El ESP, o control de estabilidad, actúa frenando individualmente las ruedas de un auto para ajustar su trayectoria y de esta manera evitar que pierda el control ante una maniobra brusca o si se encuentra la calzada resbaladiza. Maniobras así, son extremadamente comunes en la Argentina, donde más de 7000 personas al año mueren en accidentes de tránsito, muchas de ellas en nuestras rutas “mano y contramano” al cruzarse uno de los vehículos a la vía contraria, sea por lluvia o por “morder” la banquina.

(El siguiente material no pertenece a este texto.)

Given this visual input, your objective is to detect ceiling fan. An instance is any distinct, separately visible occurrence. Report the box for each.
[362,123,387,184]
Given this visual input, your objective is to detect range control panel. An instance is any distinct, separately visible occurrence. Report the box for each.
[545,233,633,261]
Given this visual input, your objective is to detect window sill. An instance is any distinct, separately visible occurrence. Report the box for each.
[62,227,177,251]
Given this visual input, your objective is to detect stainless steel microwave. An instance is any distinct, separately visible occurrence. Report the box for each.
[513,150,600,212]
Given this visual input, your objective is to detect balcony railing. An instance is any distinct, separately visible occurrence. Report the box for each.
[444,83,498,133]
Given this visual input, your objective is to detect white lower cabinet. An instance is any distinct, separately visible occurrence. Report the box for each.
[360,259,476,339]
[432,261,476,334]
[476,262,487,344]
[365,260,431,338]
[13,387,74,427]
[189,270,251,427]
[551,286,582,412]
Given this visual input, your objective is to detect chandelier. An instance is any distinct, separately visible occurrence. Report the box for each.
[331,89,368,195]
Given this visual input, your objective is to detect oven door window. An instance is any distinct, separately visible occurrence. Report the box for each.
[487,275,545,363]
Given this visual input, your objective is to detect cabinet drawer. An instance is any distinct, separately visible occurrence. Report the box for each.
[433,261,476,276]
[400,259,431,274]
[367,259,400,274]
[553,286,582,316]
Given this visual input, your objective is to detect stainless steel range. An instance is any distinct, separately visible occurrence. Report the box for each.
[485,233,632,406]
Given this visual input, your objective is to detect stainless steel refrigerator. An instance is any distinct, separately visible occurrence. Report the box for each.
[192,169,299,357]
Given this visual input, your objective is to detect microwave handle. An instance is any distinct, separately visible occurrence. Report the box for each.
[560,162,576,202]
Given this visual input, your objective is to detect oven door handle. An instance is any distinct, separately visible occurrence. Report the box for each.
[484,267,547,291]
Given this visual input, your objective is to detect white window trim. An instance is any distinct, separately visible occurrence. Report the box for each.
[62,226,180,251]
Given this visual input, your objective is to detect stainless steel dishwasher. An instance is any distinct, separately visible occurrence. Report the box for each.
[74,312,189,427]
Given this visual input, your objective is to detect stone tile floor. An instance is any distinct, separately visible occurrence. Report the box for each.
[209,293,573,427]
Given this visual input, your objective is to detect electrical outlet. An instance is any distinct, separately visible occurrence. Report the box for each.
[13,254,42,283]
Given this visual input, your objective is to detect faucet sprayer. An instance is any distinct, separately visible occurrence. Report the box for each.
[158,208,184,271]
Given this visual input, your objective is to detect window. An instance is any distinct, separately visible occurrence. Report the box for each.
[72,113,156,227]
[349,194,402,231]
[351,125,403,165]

Según un informe de la agencia de aseguradoras de EEUU (IIHS), un 30% de los accidentes fatales y un 80% de los vuelcos podrían evitarse si todos los autos viniesen de serie con este dispositivo. De hecho, la Unión Europea obligó a incorporarlo en todos los 0km que se vendieran en la región en 2012 y EEUU lo hizo en 2014. En la Argentina, mientras tanto, seguimos esperando. En los segmentos inferiores continúa habiendo muchos autos, como el Volkswagen Gol, que no vienen con ESP en ninguna de sus versiones y, aunque sea más raro, hay vehículos más caros como la versión de entrada de gama de la Honda CRV que tampoco. Mientras la ley no obligue a las automotrices a equipar un dispositivo que tiene un costo de tan sólo 60 dólares, corre por nuestra cuenta no comprar autos que no lo equipen y recordar a los demás que hagan lo mismo. A fin de cuentas, la seguridad vial se hace entre todos.